Mark_Solutions's picture

The file will have gone after the job failed and most likely the slashes are just a NBU way of writing things

Let me know what you find relating to my earlier post

Authorised Symantec Consultant

Don't forget to "Mark as Solution" if someones advice has solved your issue - and please bring back the Thumbs Up!!.

Kevin Lamb's picture

The vmbackup host (lonbfbnbumedia1) is a Win2008 R2 with an Intel Xeon 3.07GHz processor and 24Gb RAM, not sure where you got the Win2003 from?? the MSL library I am trying to Multiplex to is attached to the RHEL Master Server which is a DL580 G7 with 120Gb RAM

 

Kev

Mark_Solutions's picture

OK - so vmbackup host is a client passing data to media server (master)

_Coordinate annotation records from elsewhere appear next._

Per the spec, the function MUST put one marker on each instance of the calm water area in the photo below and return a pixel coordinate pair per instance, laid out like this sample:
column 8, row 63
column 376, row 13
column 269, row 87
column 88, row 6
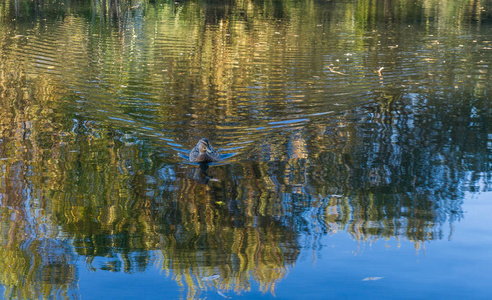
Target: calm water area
column 355, row 141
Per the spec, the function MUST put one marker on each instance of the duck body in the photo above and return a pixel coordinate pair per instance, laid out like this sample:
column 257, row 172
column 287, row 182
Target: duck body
column 204, row 153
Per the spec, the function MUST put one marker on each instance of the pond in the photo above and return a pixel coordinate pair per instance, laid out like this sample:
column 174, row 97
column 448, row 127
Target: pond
column 355, row 137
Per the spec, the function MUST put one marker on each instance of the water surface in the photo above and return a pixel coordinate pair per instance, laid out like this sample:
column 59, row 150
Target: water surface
column 355, row 137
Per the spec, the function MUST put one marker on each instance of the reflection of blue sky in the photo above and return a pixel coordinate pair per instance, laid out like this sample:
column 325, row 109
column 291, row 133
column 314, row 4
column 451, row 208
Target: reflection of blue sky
column 455, row 268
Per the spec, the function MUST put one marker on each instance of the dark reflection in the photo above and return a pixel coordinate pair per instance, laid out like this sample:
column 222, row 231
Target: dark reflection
column 332, row 117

Anything in the system or application event logs for either?

One other thing from the VMWare admin guide is a note about a limit on the number of connections per vCenter being 27 (NFC)

This is on a per disk basis so if the four clients being backed up between them have more than 27 disks it could cause a hang and i guess as it is supposed to be multiplexed backup this could cause it all to fail

How many disk would you have on the 4 you are backing up?

May also need to see the bpfis log from the vmbackup host - it would usually be bpfis that crashes although you log suggests it is something else

Authorised Symantec Consultant

Don't forget to "Mark as Solution" if someones advice has solved your issue - and please bring back the Thumbs Up!!.

Kevin Lamb's picture

Hi Mark,

Just checked the logs from the servers and I cannot see any errors at all, the 4 servers only have a C drive on them and we configure the VMBackup to discount datadisks, I have attached the bpfis from the vmbackup host.

Kev

AttachmentSize
112212.txt 96.47 KB

Mark_Solutions's picture

That looks OK - the answer i believe is in the disconnect between the Master and VMBackup Host when you use multiplexing but if there are no app crashes then i cannot quite put my finger on it.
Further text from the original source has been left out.